DPTP-4613: pod-scaler implement measured pods for accurate resource measurement
Implements measured pods feature to address CPU bottleneck issues from node contention. Pods are automatically classified as "normal" or "measured" based on measurement freshness (>10 days), with measured pods running on isolated nodes via pod anti-affinity rules. Integrates BigQuery to query and cache measured pod data from ci_operator_metrics table, and adds data collection component that queries Prometheus for completed measured pods and writes max CPU/memory usage to BigQuery. Applies measured resource recommendations to longest-running containers using actual measured utilization instead of Prometheus data skewed by node contention. This enables accurate resource recommendations and addresses the CPU bottleneck issue (DPTP-4613) blocking authoritative CPU mode.
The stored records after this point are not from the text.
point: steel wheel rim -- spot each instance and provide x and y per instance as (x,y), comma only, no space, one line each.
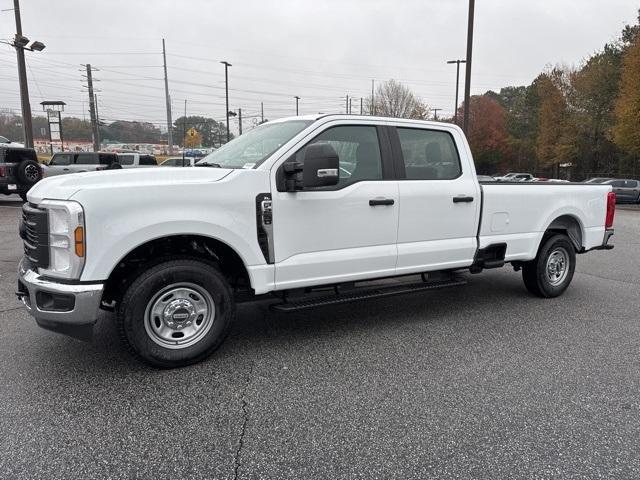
(557,266)
(179,316)
(31,172)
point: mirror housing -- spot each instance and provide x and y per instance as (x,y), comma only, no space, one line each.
(321,168)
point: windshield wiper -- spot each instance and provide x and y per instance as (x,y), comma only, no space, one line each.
(208,164)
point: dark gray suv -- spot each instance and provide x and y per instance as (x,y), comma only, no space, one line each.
(19,170)
(627,190)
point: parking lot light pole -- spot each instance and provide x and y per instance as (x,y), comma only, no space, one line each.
(226,90)
(20,44)
(467,76)
(455,110)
/cc @openshift/test-platform
Pipeline controller notification
This repo is configured to use the pipeline controller. Second-stage tests will be triggered either automatically or after lgtm label is added, depending on the repository configuration. The pipeline controller will automatically detect which contexts are required and will utilize /test Prow commands to trigger the second stage.
For optional jobs, comment /test ? to see a list of all defined jobs. To trigger manually all jobs from second stage use /pipeline required command.
This repository is configured in: automatic mode
@deepsm007: This pull request references DPTP-4613 which is a valid jira issue.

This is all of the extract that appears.